相場換算で満額査定での合計額……3900金貨(3億9千万円相当)。
……となりますが……。
全ての獲物で毛皮がズタボロだったり、体がバラバラだったり、焼け焦げていたり……と、マイナス査定要素があり大幅に減額されています。
まあ、想定の範囲内ですね。
「それで、結構です」
私は、買取をお願いしました。
「では、入金いたします。皆様の【ギルド・カード】を、お願い致します」
アレッシオさんが弟子達に言います。
私は、ソフィアを含む全員に【ギルド・カード】を提出させました。
「如何いう事でしょうか?」
グロリアが訊ねます。
「あなた達が討伐した獲物の買取報酬は、あなた達の物です」
「宜しいのでしょうか?」
「もちろんです」
「ありがとうございます」
「我も貰えるのか?」
ソフィアが訊ねました。
「はい。ソフィアもパーティ・メンバーですからね。因みに私は、あなた達の狩った獲物に関して取り分を要求しません。なので、報酬は私以外の10人で等分にして下さい」
ソフィアと弟子達は、喜んでいます。
自分達で討伐した獲物から得る報酬。
感慨一入という様子です。
「買取手数料5%を頂きますので、お支払いは2375金貨です。お1人様当たり、237金貨と5銀貨という事でごさいます。ノヒト様、【神の遺物】の【収納】アイテムは、お返し致しますね。大変役に立ちました。ありがとうございます」
アレッシオさんが、私に【宝物庫】を手渡しながら言いました。
パーティ・メンバーの一同で【ギルド・カード】の入金を確認します。
お金に関する事は、例え銅貨1枚であっても家族など身内の間でのやり取りでも、毎回キッチリしなければいけません。

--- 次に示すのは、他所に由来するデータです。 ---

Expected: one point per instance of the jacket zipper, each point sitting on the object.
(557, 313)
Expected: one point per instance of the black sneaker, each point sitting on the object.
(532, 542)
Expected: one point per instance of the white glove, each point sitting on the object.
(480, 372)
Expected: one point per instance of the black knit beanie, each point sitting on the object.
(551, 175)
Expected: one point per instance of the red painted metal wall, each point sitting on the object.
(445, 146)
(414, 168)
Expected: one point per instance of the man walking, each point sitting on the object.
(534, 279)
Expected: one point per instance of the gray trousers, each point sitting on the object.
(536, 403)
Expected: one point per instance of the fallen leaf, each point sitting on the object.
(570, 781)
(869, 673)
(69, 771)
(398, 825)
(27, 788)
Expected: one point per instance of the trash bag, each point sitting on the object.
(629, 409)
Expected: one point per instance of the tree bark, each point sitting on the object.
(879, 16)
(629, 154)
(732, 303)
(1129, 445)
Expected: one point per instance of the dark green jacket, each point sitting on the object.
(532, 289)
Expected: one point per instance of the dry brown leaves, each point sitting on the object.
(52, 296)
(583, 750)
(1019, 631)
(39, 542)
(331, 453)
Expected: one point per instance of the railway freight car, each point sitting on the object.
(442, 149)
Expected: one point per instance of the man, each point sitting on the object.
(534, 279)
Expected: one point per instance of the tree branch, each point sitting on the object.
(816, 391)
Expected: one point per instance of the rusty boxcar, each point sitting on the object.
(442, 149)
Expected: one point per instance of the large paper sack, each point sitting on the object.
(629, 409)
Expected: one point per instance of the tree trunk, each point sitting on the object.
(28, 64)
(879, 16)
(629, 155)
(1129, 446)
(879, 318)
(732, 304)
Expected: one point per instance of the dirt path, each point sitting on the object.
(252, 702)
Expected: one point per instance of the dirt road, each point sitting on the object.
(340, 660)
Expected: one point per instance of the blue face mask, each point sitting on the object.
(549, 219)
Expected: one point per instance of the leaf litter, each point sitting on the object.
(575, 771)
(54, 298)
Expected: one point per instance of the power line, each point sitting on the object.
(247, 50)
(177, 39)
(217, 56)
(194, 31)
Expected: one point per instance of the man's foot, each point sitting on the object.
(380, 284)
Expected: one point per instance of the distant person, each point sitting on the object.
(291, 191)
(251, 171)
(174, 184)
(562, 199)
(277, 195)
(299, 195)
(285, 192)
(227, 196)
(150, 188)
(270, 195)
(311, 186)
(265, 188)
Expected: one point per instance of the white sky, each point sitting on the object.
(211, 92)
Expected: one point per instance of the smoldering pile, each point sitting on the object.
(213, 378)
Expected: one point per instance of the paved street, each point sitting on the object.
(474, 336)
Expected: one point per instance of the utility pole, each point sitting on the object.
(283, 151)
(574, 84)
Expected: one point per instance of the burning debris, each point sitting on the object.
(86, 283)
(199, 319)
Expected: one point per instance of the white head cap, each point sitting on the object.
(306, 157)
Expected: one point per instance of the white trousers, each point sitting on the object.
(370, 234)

「【宝物庫】は、返して頂いて宜しいのでしょうか?獲物の保管が大変では?」
私は、アレッシオさんに訊ねました。
私は、【宝物庫】を、しばらく預けていても構わないと思っていたのです。
【冒険者ギルド】が冒険者から預かった私物を盗んだ……などという話は聞いた事がないので、基本的に私は【冒険者ギルド】を信用していました。
「問題ありません。【商業ギルド】に依頼して、幾つかの【収納】アイテムと、冷蔵倉庫のスペースを融通して貰いましたので」
アレッシオさんは苦笑します。
あ、そう。
ならば、良いでしょう。
私は、返却された【宝物庫】をロルフに渡しました。
今後、この【宝物庫】の管理は、ロルフに任せるつもりです。
ロルフの職種は【鍛治士】。
行く行くは、嵩張る鋼材などを保管する必要も出て来るでしょうから。
そうすると、狩の獲物は別の【宝物庫】があった方が良いですね。
「グロリア、あなたにも【宝物庫】を渡しておきます」
「こんな、高価なアイテムをですか?」
グロリアは恐縮します。
「大丈夫です」
私は、【収納】の中に大量の【宝物庫】を保有していました。
【宝物庫】は、何かと便利ですからね。
これは【秘跡】や【遺跡】など正規の方法で入手した訳ではなく、ゲーム会社の端末を操作して大量にコピーしただけなので、入手にはコストも労力も掛かっていません。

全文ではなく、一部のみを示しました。